Wenn wir zur breiteren Prämisse dieses Stücks zurückkehren, sind Blockchains als programmierbare Vermögensregister gut in drei Dingen — von denen jedes der oben genannten Schmerzpunkte löst:

  1. Vermögenswerte emittieren: Obwohl die Hürden für die Verbriefung von Vermögenswerten hoch sein können, geht die Tokenisierung dieser Vermögenswerte on-chain mit weniger Reibung einher. Darüber hinaus muss dies nicht auf Kosten der regulatorischen Einhaltung erfolgen, da diese Logik in die Vermögenswerte selbst eingebettet werden kann.
  2. Vermögenswerte bewegen: Indem sie ein gemeinsames Vermögenswert-Ledger bereitstellen, bieten Blockchains die Backend-Infrastruktur für Frontends, um vereinheitlichte liquide Marktplätze aufzubauen. Andere Märkte (z. B. Kredite, Derivate usw.) können auch darauf aufbauen, um eine größere Effizienz zu fördern.
  3. Programmierung von Vermögenswerten: Während DTCC auf jahrzehntealten Systemen läuft, einschließlich Sprachen wie COBOL, ermöglichen Blockchains die Möglichkeit, Logik direkt in Vermögenswerte zu programmieren. Dies legt nahe, dass heterogene Vermögenswerte durch die Einbettung nuancierterer Logik in diese Produkte vereinfacht oder in tokenisierte Fahrzeuge verpackt werden können.

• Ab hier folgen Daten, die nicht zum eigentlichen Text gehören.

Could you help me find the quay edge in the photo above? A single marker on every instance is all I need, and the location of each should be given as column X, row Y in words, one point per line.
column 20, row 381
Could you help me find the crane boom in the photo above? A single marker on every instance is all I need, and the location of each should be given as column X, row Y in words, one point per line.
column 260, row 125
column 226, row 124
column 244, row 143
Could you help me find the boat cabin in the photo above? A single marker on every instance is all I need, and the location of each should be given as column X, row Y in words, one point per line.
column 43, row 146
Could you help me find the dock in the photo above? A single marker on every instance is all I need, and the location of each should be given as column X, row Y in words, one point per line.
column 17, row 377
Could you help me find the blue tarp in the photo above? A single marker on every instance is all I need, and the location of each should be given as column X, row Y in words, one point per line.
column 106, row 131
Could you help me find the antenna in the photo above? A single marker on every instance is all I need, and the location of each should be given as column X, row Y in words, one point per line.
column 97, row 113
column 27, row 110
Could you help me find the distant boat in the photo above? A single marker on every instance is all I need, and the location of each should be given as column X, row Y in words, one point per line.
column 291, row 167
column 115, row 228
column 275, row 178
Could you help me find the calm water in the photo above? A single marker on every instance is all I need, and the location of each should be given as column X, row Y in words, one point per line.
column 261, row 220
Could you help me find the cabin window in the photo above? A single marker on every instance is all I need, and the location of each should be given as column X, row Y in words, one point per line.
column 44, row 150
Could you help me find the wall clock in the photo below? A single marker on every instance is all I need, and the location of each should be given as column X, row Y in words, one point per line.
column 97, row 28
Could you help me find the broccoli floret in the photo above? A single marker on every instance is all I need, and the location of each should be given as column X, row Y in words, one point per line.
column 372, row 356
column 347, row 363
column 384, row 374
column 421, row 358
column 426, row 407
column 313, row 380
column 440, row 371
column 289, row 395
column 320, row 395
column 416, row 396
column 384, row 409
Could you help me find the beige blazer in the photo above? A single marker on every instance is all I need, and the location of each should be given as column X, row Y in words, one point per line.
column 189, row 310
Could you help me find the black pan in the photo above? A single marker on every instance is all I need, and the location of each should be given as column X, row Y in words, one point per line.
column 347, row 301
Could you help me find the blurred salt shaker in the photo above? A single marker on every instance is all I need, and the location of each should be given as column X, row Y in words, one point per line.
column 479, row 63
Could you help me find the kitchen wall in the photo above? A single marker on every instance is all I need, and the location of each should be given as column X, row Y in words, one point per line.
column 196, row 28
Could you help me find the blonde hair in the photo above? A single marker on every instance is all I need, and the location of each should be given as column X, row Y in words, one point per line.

Einfach ausgedrückt bieten Blockchains möglicherweise eine marginale Verbesserung für die DTCC für bestehende Wertpapiere, aber sie bieten einen Schritt zur Entsperrung für Nicht-Wertpapiere. Dies legt nahe, dass der logische Adoptionsbogen von programmierbaren Vermögenskonten möglicherweise mit dem Long Tail beginnt. Dies ergibt nicht nur intuitiv Sinn, sondern ist auch konsistent mit der Akzeptanz der meisten aufkommenden Technologien.

Der MBS Moment

Einer meiner unkonventionelleren Ansichten ist, dass die hypothekenbesicherte Wertpapier (MBS) eines der wichtigsten Technologien der letzten 50 Jahre war. Indem Hypotheken einfach in standardisierte Wertpapiere umgewandelt wurden, die auf einem liquiden Sekundärmarkt gehandelt werden können, verbesserte der MBS die Preisfindung durch einen wettbewerbsfähigeren Pool von Investoren und erodierte den historisch in Hypotheken eingebauten illiquiden Aufschlag. Anders ausgedrückt verdanken wir die Möglichkeit, unsere Häuser wesentlich günstiger zu finanzieren, dem MBS.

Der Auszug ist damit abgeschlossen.